Nur zu dumm, dass die EU gerade jetzt auf diese Türkei und ihren autokratisch regierenden Staatspräsidenten, Recep Tayyip Erdoğan, angewiesen ist. Seit dem vergangenen EU-Gipfel wird hinter verschlossenen Türen in Brüssel eine neue Türkei-Politik vorbereitet. Es wurden Aktionspläne entwickelt, mögliche finanzielle Unterstützungen für Flüchtlingslager sondiert. All das geschah im Bewusstsein, dass Erdoğan an einem wichtigen Hebel in der Flüchtlingsthematik sitzt. Er entscheidet mit, wie viele der über zwei Millionen im Land befindlichen Syrer Richtung EU aufbrechen.

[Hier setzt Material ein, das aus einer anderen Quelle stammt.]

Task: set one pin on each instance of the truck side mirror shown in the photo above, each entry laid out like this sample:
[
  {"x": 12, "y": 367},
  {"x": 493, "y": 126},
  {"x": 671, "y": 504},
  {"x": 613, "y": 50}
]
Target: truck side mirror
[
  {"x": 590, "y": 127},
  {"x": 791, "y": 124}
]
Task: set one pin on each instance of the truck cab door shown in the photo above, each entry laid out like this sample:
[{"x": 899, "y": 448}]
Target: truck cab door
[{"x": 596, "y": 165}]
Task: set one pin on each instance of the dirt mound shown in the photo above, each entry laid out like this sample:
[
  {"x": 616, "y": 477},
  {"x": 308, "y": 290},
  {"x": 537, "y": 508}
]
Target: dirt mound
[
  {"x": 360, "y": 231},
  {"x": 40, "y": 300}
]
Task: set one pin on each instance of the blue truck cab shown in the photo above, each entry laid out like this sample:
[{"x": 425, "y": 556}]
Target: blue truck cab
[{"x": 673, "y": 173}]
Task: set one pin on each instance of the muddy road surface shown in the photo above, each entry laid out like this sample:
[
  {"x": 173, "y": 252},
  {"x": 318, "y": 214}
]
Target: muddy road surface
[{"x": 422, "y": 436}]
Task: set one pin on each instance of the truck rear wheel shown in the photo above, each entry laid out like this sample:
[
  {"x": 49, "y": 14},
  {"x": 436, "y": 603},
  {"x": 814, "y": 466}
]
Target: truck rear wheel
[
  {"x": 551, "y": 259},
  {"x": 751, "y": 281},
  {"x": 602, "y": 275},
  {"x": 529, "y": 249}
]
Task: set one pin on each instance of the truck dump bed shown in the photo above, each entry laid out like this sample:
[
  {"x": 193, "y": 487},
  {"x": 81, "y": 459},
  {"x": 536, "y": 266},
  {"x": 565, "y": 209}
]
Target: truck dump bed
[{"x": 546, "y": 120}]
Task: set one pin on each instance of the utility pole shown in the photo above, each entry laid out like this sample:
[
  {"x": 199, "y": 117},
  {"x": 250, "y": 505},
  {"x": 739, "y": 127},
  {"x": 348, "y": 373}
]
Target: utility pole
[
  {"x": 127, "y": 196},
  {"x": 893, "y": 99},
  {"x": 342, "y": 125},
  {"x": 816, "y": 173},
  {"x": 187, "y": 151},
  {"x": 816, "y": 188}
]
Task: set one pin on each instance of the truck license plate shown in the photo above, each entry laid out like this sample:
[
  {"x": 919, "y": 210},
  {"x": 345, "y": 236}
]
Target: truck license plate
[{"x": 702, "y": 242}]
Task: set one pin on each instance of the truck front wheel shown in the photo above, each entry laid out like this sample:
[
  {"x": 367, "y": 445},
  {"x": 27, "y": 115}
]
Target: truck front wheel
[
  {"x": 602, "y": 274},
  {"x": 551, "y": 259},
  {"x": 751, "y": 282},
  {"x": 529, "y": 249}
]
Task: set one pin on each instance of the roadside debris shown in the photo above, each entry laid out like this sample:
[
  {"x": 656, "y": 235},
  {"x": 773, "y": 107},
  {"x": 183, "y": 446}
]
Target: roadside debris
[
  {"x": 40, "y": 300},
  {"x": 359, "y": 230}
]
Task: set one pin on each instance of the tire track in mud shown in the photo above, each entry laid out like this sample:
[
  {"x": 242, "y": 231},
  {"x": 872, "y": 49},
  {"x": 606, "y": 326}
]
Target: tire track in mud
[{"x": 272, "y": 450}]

Wie aber reagiert die europäische Politik? Sie führt einerseits Gespräche mit dem türkischen Präsidenten, was durchaus richtig und nachvollziehbar ist. Sie versucht aber andererseits, den wirklich heiklen Fragen verlogen auszuweichen. Dabei geht es nicht etwa darum, ob der Türkei mit einem Mal wieder eine Aussicht auf einen EU-Beitritt gewährt werden sollte. Es geht vielmehr um Themen, die von einigen europäischen Regierungen gemieden werden, als wären sie die innenpolitische Pest – etwa die Visumfreiheit für türkische Staatsbürger. Wenn die Türkei nun als sicheres Herkunftsland eingestuft werden soll, in das Flüchtlinge ohne Weiteres zurückgeschoben werden können, wäre es schwer, ihr diesen Wunsch abzuschlagen. Denn damit würde mit zweierlei Maß gemessen. Das Land würde für Flüchtlinge als sicher gelten, die Einwohner des Landes wären in der EU aber per se weiterhin als unsicher eingestuft.

Während sich europäische Regierungen aus innenpolitischen Gründen davor fürchten, letztlich einer freien Einreise von Türken in Brüssel zuzustimmen, gibt es in der Türkei ebenfalls einen starken innenpolitischen Druck, genau das einzufordern: Die Visumfreiheit ist für türkische Staatsbürger immens wichtig, um Kontakt zu den zahlreichen Verwandten in der EU zu halten. Erdoğan wird alles dafür tun, zumindest dieses Gegengeschäft mit den EU-Mitgliedstaaten abzuschließen.

Ein zweiter Widerspruch tut sich auf, wenn die Türkei als sicheres Herkunftsland für Flüchtlinge eingestuft werden soll: Dann könnte nämlich die EU das Justizsystem des Landes nicht weiterhin so scharf kritisieren, sie könnte schwerlich rechtsstaatliche Reformen einfordern. Denn entweder ist das Land für Flüchtlinge sicher, weil es ein verlässliches Justizsystem hat, oder es ist unsicher, weil die politische Beliebigkeit dort über menschliche Einzelschicksale entscheidet.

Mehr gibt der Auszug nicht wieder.